Purple: I understand that the county will have to hire more staff?

Holden: Yes, the county will almost certainly have to hire more staff. The study said they would need about five more staff, but the county public works is now looking into ways to save people money. Hopefully the bills wouldn’t have to go up as much as the study suggested, so that’s also under review right now.

Purple: How could this affect people’s bills?

Holden: I mean, the study showed that unincorporated clients, people who don’t live in areas where they are not in a city or they are not part of a CSD – there is also of CSDs that have not activated their solid waste management authority which includes Los Osos, this is probably the largest CSD that has not yet – so on the low end, this study showed that Residential customers could see their bills increase by 9.7% or $ 3.71 per month.
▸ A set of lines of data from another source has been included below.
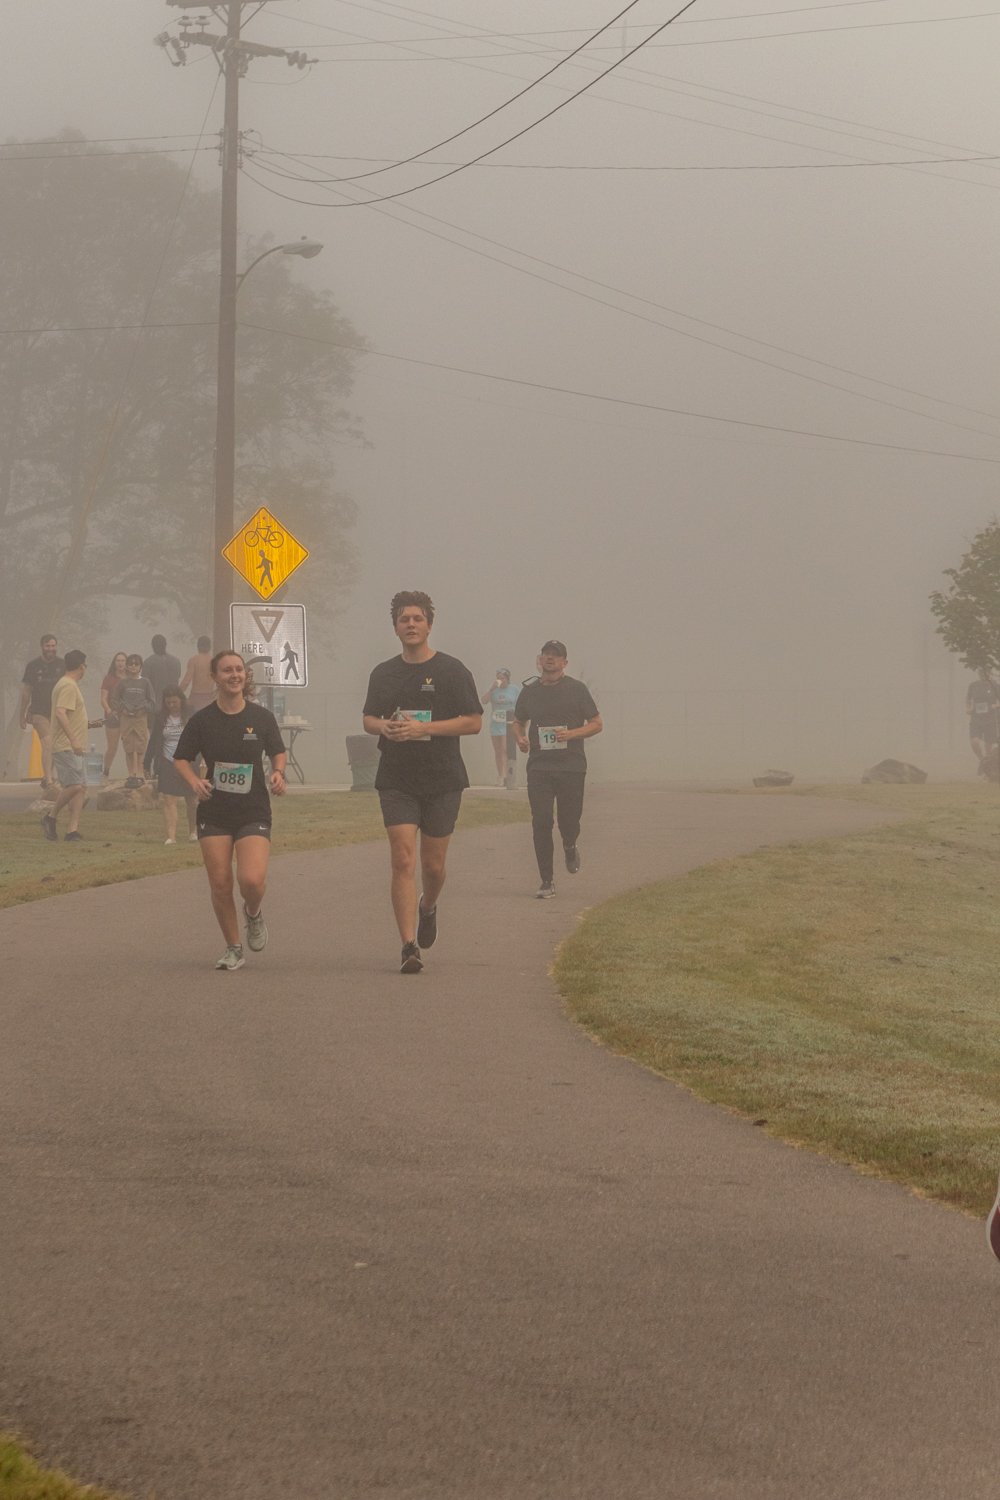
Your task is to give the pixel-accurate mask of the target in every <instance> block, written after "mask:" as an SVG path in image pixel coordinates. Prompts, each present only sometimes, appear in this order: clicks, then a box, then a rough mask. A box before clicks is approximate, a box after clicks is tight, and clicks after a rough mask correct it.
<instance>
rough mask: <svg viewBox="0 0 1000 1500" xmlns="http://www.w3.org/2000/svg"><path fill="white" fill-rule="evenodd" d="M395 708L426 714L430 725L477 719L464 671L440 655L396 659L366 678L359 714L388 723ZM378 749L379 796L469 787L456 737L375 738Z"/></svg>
mask: <svg viewBox="0 0 1000 1500" xmlns="http://www.w3.org/2000/svg"><path fill="white" fill-rule="evenodd" d="M397 708H400V709H403V711H405V712H406V715H408V717H411V715H412V714H420V715H421V717H426V715H427V714H429V715H430V720H432V723H433V721H436V720H439V718H459V717H460V715H463V714H480V715H481V714H483V705H481V703H480V694H478V693H477V690H475V682H474V679H472V673H471V672H469V669H468V666H463V664H462V661H459V658H457V657H450V655H445V652H444V651H435V654H433V655H432V657H430V658H429V660H427V661H403V658H402V657H393V658H391V660H390V661H379V664H378V666H376V667H375V670H373V672H372V675H370V678H369V685H367V697H366V699H364V709H363V712H366V714H370V715H372V717H375V718H391V717H393V714H394V711H396V709H397ZM378 747H379V750H381V751H382V754H381V759H379V766H378V771H376V774H375V786H376V787H378V790H379V792H390V790H391V792H409V793H411V796H432V795H433V793H436V792H460V790H463V787H466V786H468V784H469V777H468V774H466V769H465V762H463V759H462V748H460V744H459V736H457V735H447V736H441V738H435V739H403V741H394V739H387V738H385V735H379V736H378Z"/></svg>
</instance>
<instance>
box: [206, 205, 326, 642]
mask: <svg viewBox="0 0 1000 1500" xmlns="http://www.w3.org/2000/svg"><path fill="white" fill-rule="evenodd" d="M223 189H225V183H223ZM226 229H228V233H226ZM321 249H322V245H321V243H319V242H318V240H307V239H306V237H304V236H303V239H301V240H292V242H291V243H289V245H273V246H271V248H270V251H262V252H261V254H259V255H258V257H256V260H253V261H250V264H249V266H247V269H246V270H244V272H241V273H237V269H235V186H232V187H231V199H229V195H228V193H226V192H225V190H223V234H222V264H220V276H219V365H217V374H216V402H217V404H216V496H214V573H213V610H211V640H213V646H214V649H216V651H220V649H222V646H223V642H226V640H228V639H229V603H231V600H232V570H231V568H229V564H228V562H226V559H225V558H223V556H222V550H223V547H226V546H228V544H229V540H231V538H232V532H234V529H235V513H234V511H235V502H234V490H235V300H237V296H238V291H240V287H241V285H243V282H244V281H246V279H247V276H249V275H250V272H252V270H253V267H255V266H258V264H259V261H262V260H264V257H265V255H277V254H279V251H280V254H282V255H301V257H303V258H304V260H312V258H313V255H319V252H321Z"/></svg>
And, on the high end, they could see their bills increase by about 12% or $ 4.63 per month. So it’s fair to the people who would be directly impacted by the county leaving IMWA. In cities, this is not clear at the moment. The study did not show this, but there would probably be a difference because, as I mentioned, economies of scale with fewer members, it could cost the people who are still there dearly.

Purple: So what’s the next step in your report? What are you waiting for next?

Holden: So at the last IWMA meeting there was a lot of frustration from the members who were there. They were quite angry with the county’s decision and were trying to figure out how to move forward. So they decided to look for an interim director for their organization. Right now the deputy director oversees a lot of things, and the county in fact, today at their supervisory board meeting, he’s just trying to set a date to officially step down from the organization, what a lot of members to be clear about – when they leave, how it’s going to be. They are also looking to eventually negotiate receipt of a portion of the funds they have donated over the years to IWMA. So some of the other members were sort of going back down to give them a payment when they leave the organization. So, there is still a lot to decide.

Purple: Okay Lindsey, thank you very much for being with us. I really appreciate this.

Holden: Yes, thank you very much for having me.